Of course, once you start building your pool with gen3 M.2 or U.2 SSDs, I guess that even a gen5-based L2ARC wouldn’t add anything, and even reduce performance, similar to what a gen3 M.2 would do for a SATA SSD pool.
Addendum: I assume you could always use an M.2 carrier card, which in my case would be x8, since PCIe slot 1 is always occupied by a NIC (x8). Those cards should have a PLX or a switch, so they’d work without mainboard PCIe bifurcation, e.g. the HighPoint Rocket 1204 (4 slots) or the Delock 90305 (2 slots), so you can add two M.2 SSDs as a stripe (RAID0) for the L2ARC. The available L2ARC speed would then again exceed that of a SATA SSD RAIDZ1 pool, at least for pools with up to 12 drives (theoretical maximum read speeds).
So I guess that would be an option for gen3 M.2 SSDs, too.
So L2ARC is really only blow away good for HDD pools, it may help SATA SSD pools (though you would want to maybe only add metadata to it, or other specific use cases).
The other thing is L2ARC’s increase throughput similar to how RAID0 does. So if you did somehow have that bottleneck you could always add in 4x NVMe’s and get 4x the speed.
All that being said: It’s pretty rare to actually have a sequential workflow on a NAS that is hitting that 2+GB/s. While it can happen, it’s going to be pretty rare.
Yes. I wouldn’t buy it right away anyhow… I would however go with a consumer-grade SATA SSD storage pool (RAID5) with at least seven SSDs right out of the gate, whether unRAID (my current favorite), TrueNAS Scale or good old Synology.

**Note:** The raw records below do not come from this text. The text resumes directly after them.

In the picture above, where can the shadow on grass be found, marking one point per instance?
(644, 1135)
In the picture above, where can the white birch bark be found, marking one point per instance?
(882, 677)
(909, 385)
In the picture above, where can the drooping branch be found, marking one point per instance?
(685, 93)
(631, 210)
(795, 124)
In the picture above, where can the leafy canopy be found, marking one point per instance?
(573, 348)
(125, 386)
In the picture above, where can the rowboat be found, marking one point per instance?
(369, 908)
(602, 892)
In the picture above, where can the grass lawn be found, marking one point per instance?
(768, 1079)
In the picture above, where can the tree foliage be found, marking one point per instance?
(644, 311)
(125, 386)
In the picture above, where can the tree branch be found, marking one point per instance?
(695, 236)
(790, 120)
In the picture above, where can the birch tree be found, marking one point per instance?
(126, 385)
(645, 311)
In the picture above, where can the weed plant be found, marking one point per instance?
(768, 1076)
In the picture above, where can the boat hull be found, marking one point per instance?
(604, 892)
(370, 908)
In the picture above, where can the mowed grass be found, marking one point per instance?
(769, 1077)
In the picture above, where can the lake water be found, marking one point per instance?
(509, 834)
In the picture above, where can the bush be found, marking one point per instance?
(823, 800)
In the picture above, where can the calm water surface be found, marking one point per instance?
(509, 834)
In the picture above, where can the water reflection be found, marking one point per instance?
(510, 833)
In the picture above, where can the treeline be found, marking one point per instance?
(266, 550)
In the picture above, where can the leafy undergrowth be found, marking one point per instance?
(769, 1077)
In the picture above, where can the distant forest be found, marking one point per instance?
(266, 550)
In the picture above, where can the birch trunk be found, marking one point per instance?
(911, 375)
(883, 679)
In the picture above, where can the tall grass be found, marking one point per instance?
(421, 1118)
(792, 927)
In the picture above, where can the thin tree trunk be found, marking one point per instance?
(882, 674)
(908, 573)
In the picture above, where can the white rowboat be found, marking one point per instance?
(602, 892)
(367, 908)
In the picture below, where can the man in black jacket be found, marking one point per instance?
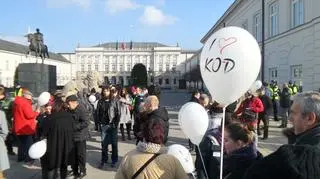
(81, 134)
(154, 113)
(299, 159)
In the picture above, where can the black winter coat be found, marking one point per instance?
(236, 164)
(211, 163)
(81, 120)
(285, 100)
(114, 112)
(102, 111)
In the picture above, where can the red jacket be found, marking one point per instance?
(255, 104)
(24, 118)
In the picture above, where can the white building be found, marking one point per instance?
(12, 54)
(292, 33)
(114, 61)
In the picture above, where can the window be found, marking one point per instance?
(82, 67)
(274, 19)
(167, 81)
(297, 12)
(161, 59)
(273, 73)
(7, 64)
(245, 25)
(128, 67)
(257, 27)
(121, 67)
(160, 67)
(113, 67)
(106, 67)
(167, 67)
(296, 72)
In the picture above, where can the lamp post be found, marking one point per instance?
(262, 40)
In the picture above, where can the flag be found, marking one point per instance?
(131, 45)
(123, 46)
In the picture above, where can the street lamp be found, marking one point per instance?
(151, 75)
(262, 41)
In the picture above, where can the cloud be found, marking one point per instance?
(114, 6)
(85, 4)
(155, 17)
(16, 39)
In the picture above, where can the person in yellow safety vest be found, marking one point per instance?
(18, 91)
(293, 87)
(275, 99)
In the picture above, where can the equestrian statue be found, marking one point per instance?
(37, 45)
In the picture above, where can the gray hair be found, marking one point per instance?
(309, 102)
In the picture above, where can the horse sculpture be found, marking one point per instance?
(40, 49)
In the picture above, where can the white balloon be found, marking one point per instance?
(38, 149)
(92, 98)
(256, 85)
(230, 62)
(44, 98)
(194, 121)
(183, 155)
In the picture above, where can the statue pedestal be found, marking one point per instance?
(37, 77)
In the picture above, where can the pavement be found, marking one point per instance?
(173, 102)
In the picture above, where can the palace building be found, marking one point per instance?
(115, 60)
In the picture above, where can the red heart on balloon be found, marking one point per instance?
(223, 43)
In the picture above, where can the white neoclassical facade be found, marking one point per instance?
(12, 54)
(114, 61)
(292, 37)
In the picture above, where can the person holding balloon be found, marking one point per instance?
(264, 115)
(24, 123)
(240, 151)
(58, 130)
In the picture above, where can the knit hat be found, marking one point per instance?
(154, 131)
(72, 98)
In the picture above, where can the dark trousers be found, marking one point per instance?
(79, 157)
(265, 119)
(276, 105)
(128, 128)
(24, 143)
(109, 135)
(191, 145)
(57, 173)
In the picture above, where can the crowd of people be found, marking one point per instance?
(64, 122)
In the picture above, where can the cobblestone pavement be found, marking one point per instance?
(173, 102)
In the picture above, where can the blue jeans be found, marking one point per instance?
(109, 135)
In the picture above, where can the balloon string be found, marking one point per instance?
(204, 167)
(222, 142)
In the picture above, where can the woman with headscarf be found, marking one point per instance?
(149, 159)
(58, 129)
(240, 151)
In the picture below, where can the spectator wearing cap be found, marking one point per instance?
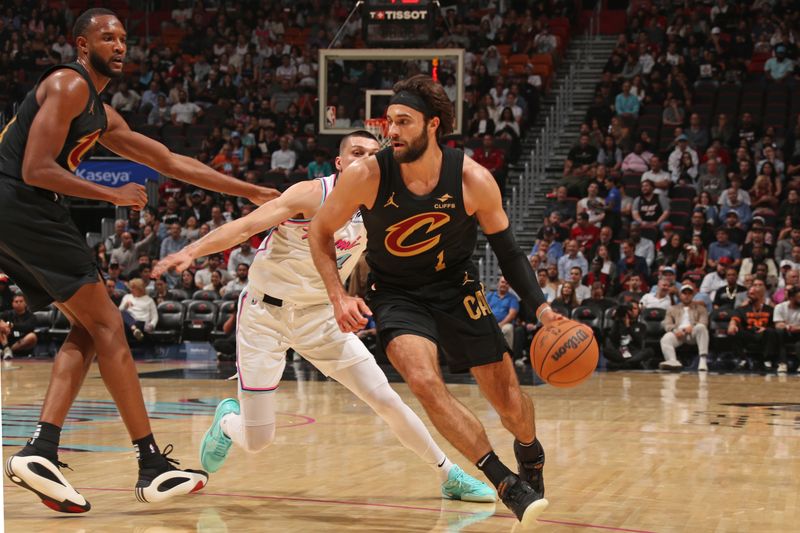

(Another option is a DIY build with a pool of seven hotswap gen3 M.2 NVMe SSDs, but that depends on price & budget.)
In the end, if it comes to the L2ARC, I’ll just calculate the speeds against each other (network vs pool vs M.2 cache), and see where that leads me… but a striped L2ARC would probably help, definitely striped gen4. (If the network is fast enough.)
Question is if I’ll need it. I’ll eventually see how the server/NAS performs as part of an audio/music production setup, and only then will I decide.
But yes, metadata (and application data) only would be the only thing I’d use it for.